Of the 22 schools on PSAP’s "underperforming" list, 86 percent are District schools.

Of the 17 on its slate of "high-impact" schools, 70.5 percent are charters.

"The best schools serving disadvantaged students are disproportionately charters," says the report, which calls for schools on the "underperforming" list to be closed or turned over to new managers.

PSAP’s report relies on Pennsylvania’s School Performance Profile index – a rating system that is driven almost entirely by student achievement on standardized tests.

PSAP concedes the SPP has flaws.

"We note that the SPP is not a perfect tool for school evaluation; there is no perfect tool," the report says. "But whether one uses … any other combination of assessment measures, the story is the same: there is a vast chasm between the performance of schools serving similar populations of students in Philadelphia."

SPP issues aside, Research for Action, a Philadelphia-based nonprofit education research organization, issued a stinging critique of the PSAP report, saying:

"For a study to be credible, it must meet a set of quality standards that ensure rigor, consistency, and transparency.
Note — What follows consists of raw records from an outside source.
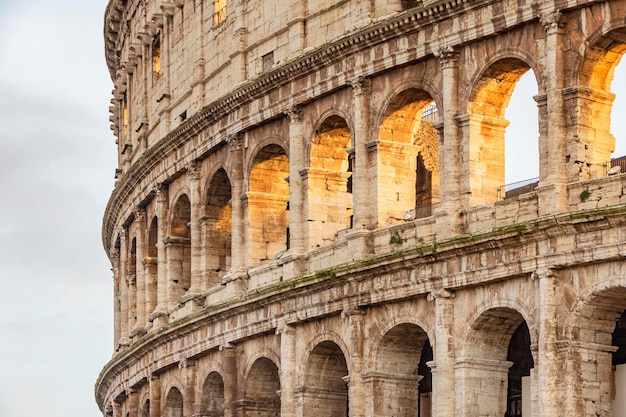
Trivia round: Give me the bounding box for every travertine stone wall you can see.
[96,0,626,417]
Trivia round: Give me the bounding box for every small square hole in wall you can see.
[261,51,274,72]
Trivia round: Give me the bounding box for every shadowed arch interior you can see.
[376,88,439,221]
[163,387,183,417]
[243,358,280,417]
[246,144,289,267]
[205,169,232,285]
[200,372,224,417]
[303,115,353,248]
[302,341,348,417]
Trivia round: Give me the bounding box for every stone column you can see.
[276,324,297,417]
[341,307,367,417]
[287,0,307,59]
[533,269,562,417]
[133,207,147,336]
[151,184,169,328]
[435,47,460,238]
[178,359,198,416]
[111,248,122,350]
[128,388,139,417]
[537,11,568,216]
[227,134,245,275]
[287,106,308,256]
[119,229,129,349]
[427,289,454,417]
[149,374,162,417]
[230,0,248,85]
[185,161,206,299]
[220,344,239,417]
[350,77,378,230]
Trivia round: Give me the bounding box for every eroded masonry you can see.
[96,0,626,417]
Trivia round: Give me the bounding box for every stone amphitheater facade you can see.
[95,0,626,417]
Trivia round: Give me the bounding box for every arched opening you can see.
[165,194,191,307]
[163,388,183,417]
[246,145,289,267]
[240,358,280,417]
[463,58,541,205]
[204,169,232,286]
[303,116,352,248]
[566,28,626,180]
[144,216,159,314]
[505,322,535,417]
[365,323,433,417]
[376,88,439,226]
[126,237,137,330]
[200,372,224,417]
[456,308,534,417]
[139,400,150,417]
[500,71,539,187]
[297,341,348,417]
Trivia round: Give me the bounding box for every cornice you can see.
[95,205,626,409]
[102,0,482,253]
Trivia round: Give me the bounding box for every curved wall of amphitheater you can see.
[96,0,626,417]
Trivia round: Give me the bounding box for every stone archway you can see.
[455,307,534,417]
[461,58,545,205]
[303,116,353,248]
[564,27,626,181]
[365,323,433,417]
[163,387,183,417]
[203,169,232,286]
[197,371,224,417]
[165,194,191,307]
[238,358,280,417]
[376,88,439,226]
[246,144,289,267]
[296,341,349,417]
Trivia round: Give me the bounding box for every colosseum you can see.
[95,0,626,417]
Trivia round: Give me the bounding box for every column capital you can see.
[530,268,559,281]
[226,132,243,151]
[152,182,167,202]
[348,76,372,96]
[434,46,459,69]
[341,306,367,319]
[133,206,146,223]
[428,288,456,301]
[185,160,200,181]
[284,105,304,123]
[539,10,567,34]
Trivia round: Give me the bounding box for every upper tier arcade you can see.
[96,0,626,417]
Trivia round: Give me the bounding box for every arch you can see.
[566,24,626,180]
[456,307,534,415]
[462,56,543,205]
[165,194,191,307]
[163,387,183,417]
[239,357,280,417]
[302,114,353,248]
[365,323,433,417]
[375,87,439,225]
[199,371,225,417]
[139,399,150,417]
[144,216,159,316]
[204,168,233,285]
[296,340,349,417]
[245,144,289,267]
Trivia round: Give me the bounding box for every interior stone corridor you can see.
[95,0,626,417]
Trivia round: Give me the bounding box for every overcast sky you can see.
[0,0,626,417]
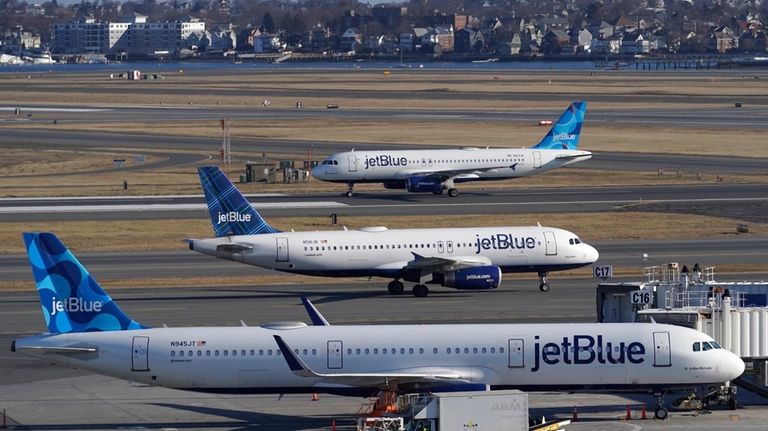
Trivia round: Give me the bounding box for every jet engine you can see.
[405,175,443,193]
[435,266,501,290]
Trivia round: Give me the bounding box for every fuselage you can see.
[312,148,592,188]
[191,226,599,278]
[14,323,744,394]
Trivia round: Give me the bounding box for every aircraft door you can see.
[653,332,672,367]
[544,232,557,256]
[328,340,344,370]
[275,237,290,262]
[131,337,149,371]
[508,338,525,368]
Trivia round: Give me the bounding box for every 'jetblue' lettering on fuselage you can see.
[365,154,408,169]
[475,233,536,254]
[531,335,645,372]
[51,297,103,316]
[219,211,251,224]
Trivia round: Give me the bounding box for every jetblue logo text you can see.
[218,211,251,224]
[531,335,645,372]
[365,154,408,169]
[475,233,536,254]
[51,298,103,316]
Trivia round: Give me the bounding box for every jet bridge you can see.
[596,263,768,397]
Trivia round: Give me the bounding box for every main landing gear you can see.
[387,280,405,295]
[344,183,355,198]
[539,272,549,292]
[387,280,429,298]
[653,392,669,421]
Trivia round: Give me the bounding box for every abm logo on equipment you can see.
[218,211,251,224]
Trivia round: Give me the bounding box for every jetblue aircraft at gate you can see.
[312,102,592,197]
[11,233,744,417]
[188,166,599,297]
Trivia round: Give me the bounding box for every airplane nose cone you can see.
[729,352,745,380]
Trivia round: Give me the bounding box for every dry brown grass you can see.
[0,210,768,253]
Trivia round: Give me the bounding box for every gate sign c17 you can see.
[629,290,652,304]
[592,265,613,280]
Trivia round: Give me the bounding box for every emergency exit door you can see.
[653,332,672,367]
[275,237,289,262]
[328,340,344,370]
[544,232,557,256]
[131,337,149,371]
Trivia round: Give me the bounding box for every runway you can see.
[0,183,768,221]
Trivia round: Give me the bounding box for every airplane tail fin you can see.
[532,101,587,150]
[197,166,280,237]
[22,232,144,334]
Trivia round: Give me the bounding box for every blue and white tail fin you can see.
[532,101,587,150]
[197,166,280,237]
[22,232,144,334]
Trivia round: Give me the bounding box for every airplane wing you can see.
[403,252,491,272]
[273,335,471,388]
[395,163,517,180]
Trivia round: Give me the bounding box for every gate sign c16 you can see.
[592,265,613,280]
[629,290,651,304]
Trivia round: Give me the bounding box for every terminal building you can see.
[52,13,206,55]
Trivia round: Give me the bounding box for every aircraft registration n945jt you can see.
[312,101,592,197]
[11,233,744,422]
[188,166,599,297]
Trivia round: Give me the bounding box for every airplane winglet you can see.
[301,296,331,326]
[273,335,320,377]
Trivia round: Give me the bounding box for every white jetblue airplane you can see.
[189,166,599,297]
[312,102,592,197]
[11,233,744,417]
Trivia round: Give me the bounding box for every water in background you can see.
[0,60,595,73]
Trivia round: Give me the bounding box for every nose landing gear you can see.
[539,272,549,292]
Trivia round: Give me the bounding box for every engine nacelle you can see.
[384,180,405,190]
[405,176,443,193]
[440,266,501,290]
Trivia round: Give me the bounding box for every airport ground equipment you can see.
[596,263,768,409]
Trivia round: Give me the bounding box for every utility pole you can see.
[221,117,232,175]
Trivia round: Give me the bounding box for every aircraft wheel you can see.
[387,280,405,295]
[413,284,429,298]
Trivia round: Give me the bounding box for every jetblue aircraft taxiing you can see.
[189,166,599,296]
[312,102,592,197]
[12,233,744,416]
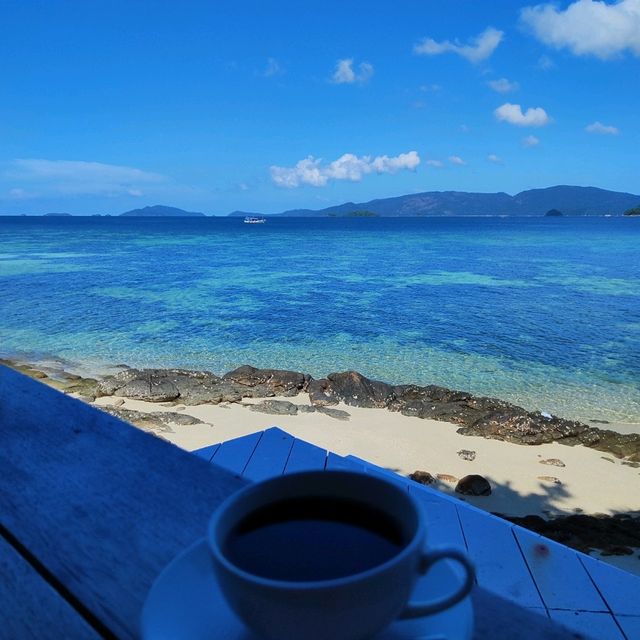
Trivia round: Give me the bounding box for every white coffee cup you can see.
[208,471,474,640]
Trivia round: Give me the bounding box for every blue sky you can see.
[0,0,640,215]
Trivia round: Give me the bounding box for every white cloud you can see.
[537,55,556,71]
[584,120,620,136]
[413,27,504,64]
[493,102,551,127]
[331,58,373,84]
[520,0,640,59]
[487,78,520,93]
[1,159,169,197]
[419,84,442,93]
[262,58,284,78]
[270,151,420,188]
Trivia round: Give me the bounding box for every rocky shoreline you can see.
[0,360,640,555]
[0,360,640,466]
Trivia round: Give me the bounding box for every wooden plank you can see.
[191,444,220,462]
[284,438,327,473]
[0,368,600,640]
[578,553,640,616]
[615,616,640,640]
[457,503,544,608]
[242,427,293,482]
[211,431,263,476]
[409,483,467,551]
[0,537,100,640]
[549,609,626,640]
[513,527,609,613]
[471,588,592,640]
[0,366,246,638]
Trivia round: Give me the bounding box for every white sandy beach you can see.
[91,395,640,516]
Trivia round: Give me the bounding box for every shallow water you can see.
[0,217,640,422]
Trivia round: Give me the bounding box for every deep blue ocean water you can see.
[0,217,640,422]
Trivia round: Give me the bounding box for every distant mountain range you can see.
[229,185,640,218]
[120,204,205,218]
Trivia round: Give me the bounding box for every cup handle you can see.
[399,548,475,619]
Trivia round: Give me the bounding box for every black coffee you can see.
[225,498,407,581]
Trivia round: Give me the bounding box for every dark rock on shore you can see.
[455,473,491,496]
[540,458,567,467]
[307,378,338,407]
[7,363,640,462]
[409,471,436,485]
[222,365,311,396]
[249,400,298,416]
[98,366,309,405]
[316,407,350,420]
[325,371,395,408]
[100,407,203,433]
[497,514,640,555]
Our examination of the PSAP document raises questions about whether the analysis meets these criteria."

The data wars

In an interview with WHYY/NewsWorks this week, Mark Gleason, executive director of the Philadelphia School Partnership, responded to the criticism that PSAP has received for its methodology. (Listen to WHYY/NewsWorks’ extended interview with Mark Gleason by clicking the play button above.)

"What I would say to Research for Action is, ‘What’s your plan to do better by these students?’ Because the evidence is plowing more money into those schools that are not getting the job done is not going to be effective," Gleason said.
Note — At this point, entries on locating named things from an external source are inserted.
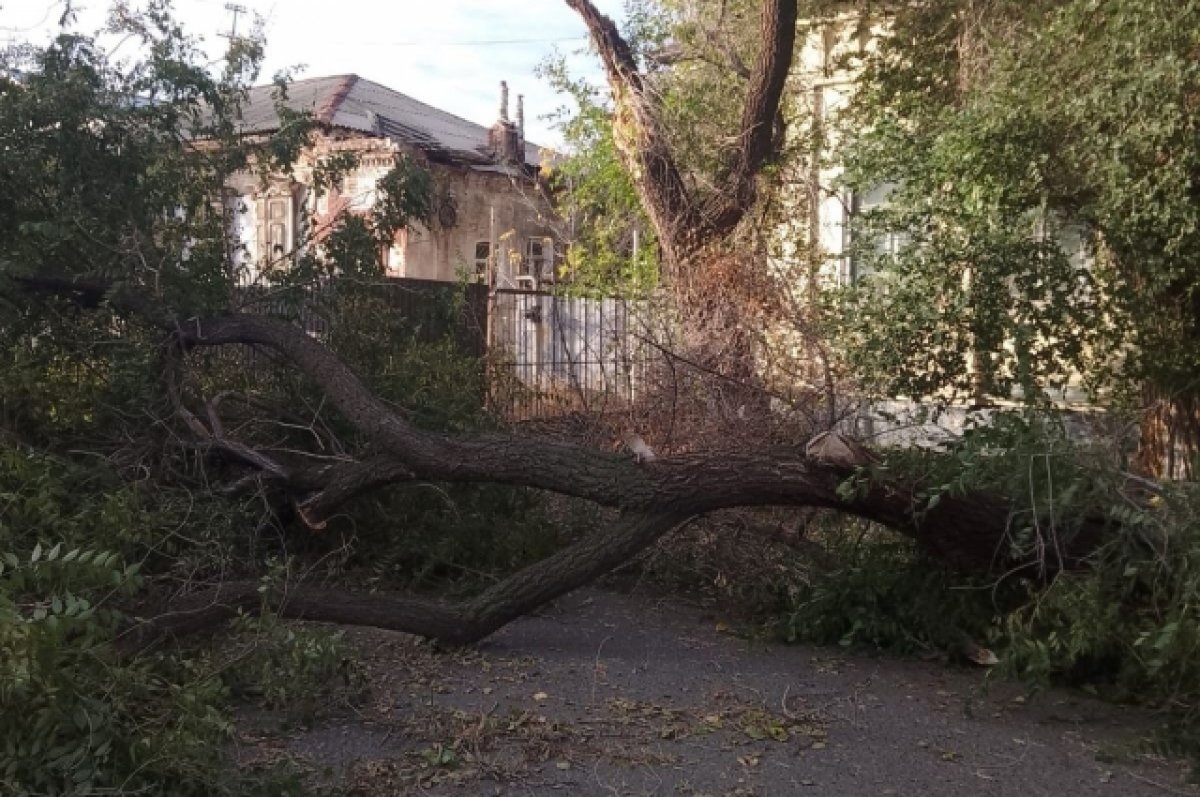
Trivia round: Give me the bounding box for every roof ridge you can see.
[316,74,362,125]
[354,76,488,130]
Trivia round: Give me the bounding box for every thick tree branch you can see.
[566,0,797,266]
[175,316,1103,571]
[119,513,686,653]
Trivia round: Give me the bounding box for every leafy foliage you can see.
[839,0,1200,401]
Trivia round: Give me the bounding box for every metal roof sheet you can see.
[240,74,541,166]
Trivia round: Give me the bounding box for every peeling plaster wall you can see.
[226,131,552,287]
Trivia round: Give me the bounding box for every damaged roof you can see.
[240,74,541,166]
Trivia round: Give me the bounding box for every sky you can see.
[0,0,624,146]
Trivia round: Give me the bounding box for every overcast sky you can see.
[0,0,624,146]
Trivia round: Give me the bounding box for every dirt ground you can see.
[234,589,1200,797]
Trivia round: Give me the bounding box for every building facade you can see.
[226,74,556,287]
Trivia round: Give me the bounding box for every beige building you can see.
[227,74,556,287]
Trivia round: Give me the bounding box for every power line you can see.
[325,36,587,47]
[0,0,62,34]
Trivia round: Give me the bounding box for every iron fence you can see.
[224,278,654,420]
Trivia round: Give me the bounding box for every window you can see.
[266,197,292,264]
[520,238,554,280]
[475,241,492,282]
[846,182,907,284]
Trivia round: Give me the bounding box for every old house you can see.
[228,74,554,287]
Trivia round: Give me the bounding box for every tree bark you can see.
[566,0,797,275]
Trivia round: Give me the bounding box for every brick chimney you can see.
[487,80,524,163]
[517,94,524,157]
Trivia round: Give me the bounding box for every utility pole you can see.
[217,2,247,42]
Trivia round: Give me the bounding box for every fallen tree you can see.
[100,314,1105,649]
[8,0,1104,649]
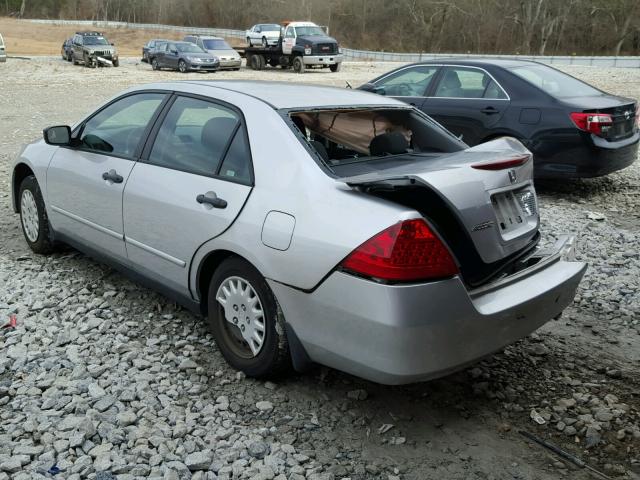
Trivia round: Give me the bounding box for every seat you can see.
[369,132,409,157]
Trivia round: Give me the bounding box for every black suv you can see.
[71,32,120,68]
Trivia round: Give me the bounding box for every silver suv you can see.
[71,32,120,68]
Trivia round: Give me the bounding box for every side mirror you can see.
[42,125,71,146]
[358,83,386,95]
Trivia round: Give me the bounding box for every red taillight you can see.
[571,112,613,137]
[471,155,531,170]
[340,219,458,282]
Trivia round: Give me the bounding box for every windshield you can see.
[202,40,232,50]
[176,43,206,53]
[510,65,602,98]
[83,37,109,45]
[291,108,466,173]
[296,27,327,37]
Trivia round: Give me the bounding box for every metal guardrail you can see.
[29,20,640,68]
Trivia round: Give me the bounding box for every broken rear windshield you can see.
[290,108,466,173]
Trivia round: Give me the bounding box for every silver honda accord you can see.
[12,81,586,384]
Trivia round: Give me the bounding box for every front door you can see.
[47,93,165,260]
[422,66,510,146]
[282,27,296,55]
[123,96,253,295]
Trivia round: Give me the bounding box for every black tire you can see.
[18,175,53,255]
[249,54,265,70]
[207,257,291,378]
[293,56,304,73]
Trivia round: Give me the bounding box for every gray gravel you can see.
[0,58,640,480]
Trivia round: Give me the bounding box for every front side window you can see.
[434,67,507,99]
[510,64,602,98]
[149,97,251,183]
[80,93,165,158]
[376,65,438,97]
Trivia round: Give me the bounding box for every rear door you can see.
[47,93,166,261]
[422,66,510,145]
[124,96,253,294]
[375,65,440,108]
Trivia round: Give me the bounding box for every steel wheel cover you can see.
[20,190,40,243]
[216,277,266,358]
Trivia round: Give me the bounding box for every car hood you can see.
[207,50,240,60]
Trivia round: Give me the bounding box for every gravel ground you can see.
[0,58,640,480]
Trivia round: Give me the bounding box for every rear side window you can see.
[434,67,507,99]
[149,97,251,183]
[376,65,438,97]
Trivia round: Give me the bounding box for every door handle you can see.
[196,192,227,208]
[102,169,124,183]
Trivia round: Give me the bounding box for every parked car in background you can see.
[151,42,220,73]
[247,23,281,47]
[359,59,640,178]
[11,81,586,384]
[184,35,242,70]
[142,38,170,63]
[0,34,7,62]
[71,32,120,68]
[60,38,73,62]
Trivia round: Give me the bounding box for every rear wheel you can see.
[293,57,304,73]
[207,258,291,377]
[18,175,53,254]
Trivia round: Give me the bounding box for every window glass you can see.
[149,97,240,176]
[80,93,164,157]
[376,65,438,97]
[511,64,602,98]
[434,67,506,98]
[219,128,251,183]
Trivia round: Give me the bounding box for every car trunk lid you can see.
[336,137,539,286]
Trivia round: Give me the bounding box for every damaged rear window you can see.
[289,108,466,173]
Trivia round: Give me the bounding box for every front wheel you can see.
[19,175,53,254]
[293,57,304,73]
[207,257,291,377]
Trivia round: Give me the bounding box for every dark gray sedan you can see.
[151,42,220,73]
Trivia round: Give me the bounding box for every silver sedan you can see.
[12,81,586,384]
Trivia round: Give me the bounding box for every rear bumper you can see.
[302,53,342,65]
[269,237,586,384]
[534,132,640,178]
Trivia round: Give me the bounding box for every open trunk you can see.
[340,138,539,287]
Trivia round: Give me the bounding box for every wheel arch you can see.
[11,162,37,213]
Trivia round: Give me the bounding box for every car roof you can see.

The PSAP report hinges on the idea that the schools in the two systems serve similar students, but Research for Action argues that the demographic data shows that the two systems have more differences than the report assumes.

Research for Action released a reaction brief arguing that "the data presented by PSAP are not nearly sufficient to support their sweeping conclusions."
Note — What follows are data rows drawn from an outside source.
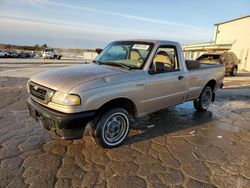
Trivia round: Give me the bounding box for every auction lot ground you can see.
[0,59,250,188]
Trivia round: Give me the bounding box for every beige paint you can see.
[215,16,250,71]
[26,41,225,117]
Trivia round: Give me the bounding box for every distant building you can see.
[183,15,250,71]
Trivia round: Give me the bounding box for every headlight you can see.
[51,92,81,106]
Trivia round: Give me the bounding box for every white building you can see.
[183,15,250,71]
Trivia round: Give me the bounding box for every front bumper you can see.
[27,97,95,139]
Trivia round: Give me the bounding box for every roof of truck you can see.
[113,39,180,45]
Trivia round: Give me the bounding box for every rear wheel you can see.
[95,108,130,148]
[193,86,213,112]
[230,67,237,76]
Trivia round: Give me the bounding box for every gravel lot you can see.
[0,59,250,188]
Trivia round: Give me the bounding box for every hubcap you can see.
[102,113,129,145]
[201,90,212,109]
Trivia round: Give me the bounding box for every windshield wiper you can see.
[92,59,102,65]
[102,61,132,70]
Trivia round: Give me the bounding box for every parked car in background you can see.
[7,50,18,58]
[0,50,8,57]
[197,52,239,76]
[43,48,62,59]
[18,51,33,58]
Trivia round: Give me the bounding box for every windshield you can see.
[95,41,153,69]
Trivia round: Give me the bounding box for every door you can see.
[146,46,186,113]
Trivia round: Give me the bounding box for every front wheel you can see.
[95,108,130,148]
[194,86,213,112]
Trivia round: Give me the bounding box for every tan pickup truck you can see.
[27,40,225,148]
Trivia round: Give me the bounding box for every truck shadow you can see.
[124,102,215,145]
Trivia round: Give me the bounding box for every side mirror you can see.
[220,57,226,63]
[95,48,103,54]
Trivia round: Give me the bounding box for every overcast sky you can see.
[0,0,250,48]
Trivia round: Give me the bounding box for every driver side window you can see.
[151,46,179,73]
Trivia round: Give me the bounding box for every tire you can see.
[230,67,237,76]
[95,108,130,148]
[193,86,213,112]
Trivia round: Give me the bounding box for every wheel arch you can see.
[97,97,137,116]
[204,79,216,92]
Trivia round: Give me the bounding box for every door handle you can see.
[178,75,184,80]
[136,82,144,86]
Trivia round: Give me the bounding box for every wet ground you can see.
[0,59,250,188]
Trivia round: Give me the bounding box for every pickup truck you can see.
[42,48,62,60]
[27,40,225,148]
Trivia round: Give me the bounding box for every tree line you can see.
[0,44,48,51]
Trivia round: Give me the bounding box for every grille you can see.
[29,85,47,101]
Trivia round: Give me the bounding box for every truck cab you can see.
[42,48,62,59]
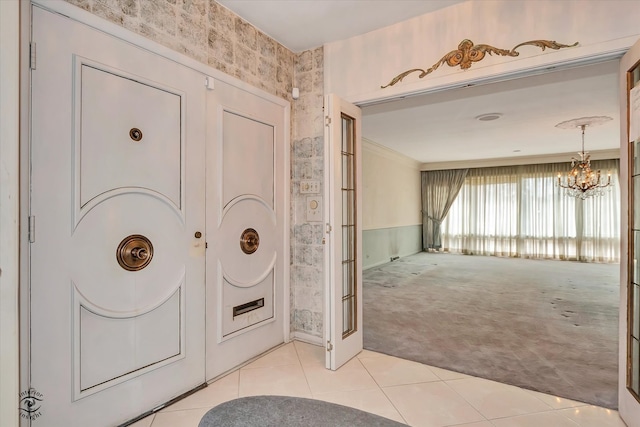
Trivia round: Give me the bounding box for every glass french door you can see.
[325,95,363,370]
[618,37,640,427]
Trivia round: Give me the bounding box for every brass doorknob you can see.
[116,234,153,271]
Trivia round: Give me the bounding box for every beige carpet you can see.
[363,252,619,408]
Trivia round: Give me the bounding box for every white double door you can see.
[30,7,285,427]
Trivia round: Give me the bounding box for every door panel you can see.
[75,63,184,207]
[325,95,363,370]
[30,7,206,426]
[222,111,276,210]
[207,80,289,379]
[618,36,640,427]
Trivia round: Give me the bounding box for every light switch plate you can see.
[300,179,320,194]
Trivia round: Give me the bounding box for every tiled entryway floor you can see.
[129,341,624,427]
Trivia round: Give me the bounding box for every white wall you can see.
[362,140,422,269]
[325,0,640,104]
[362,140,422,230]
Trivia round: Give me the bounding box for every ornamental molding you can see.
[380,39,578,89]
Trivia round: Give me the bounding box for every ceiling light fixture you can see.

According to state data, the 17 "high impact" schools, serve a student population that’s 73 percent black, 13 percent Latino, 88 percent economically disadvantaged, 6 percent English language learner, 13 percent special education, and 48 percent male.

The 22 "underperforming" schools serve a student population that’s 73 percent black, 15 percent Latino, 91 percent economically disadvantaged, 7 percent English language learner, 23 percent special ed, and 54 percent male.

In essence, the "underperforming" schools serve more black and Latino students, more low income students, more English language learners, more boys, and significantly more special education students.

Gleason says that, other than the special-education data, the numbers are "not statistically significant."

Research for Action says the difference in the poverty numbers would be more significant if not for what appears to be a data reporting error.

The state website on which the report relies lists Universal Audenried, a Renaissance charter, as being only 23 percent disadvantaged. In 2012-13, the school was listed as being 100 percent disadvantaged.

"Using the 2013-14 SPP figure dramatically deflates the percentage of economically disadvantaged students in the ‘underperforming’ sample," wrote RFA authors Lucas Westmaas and John Sludden.

A spokesman for the state Department of Education said the information came from Audenried itself. Universal Audenried couldn’t be reached for comment.

If one assumes Audenried’s economically disadvantaged figure to be 100 percent, the "underperforming" list jumps 3.5 percentage points in that category.

RFA’s response also says PSAP’s use of special-ed data is marred by "a significant omission."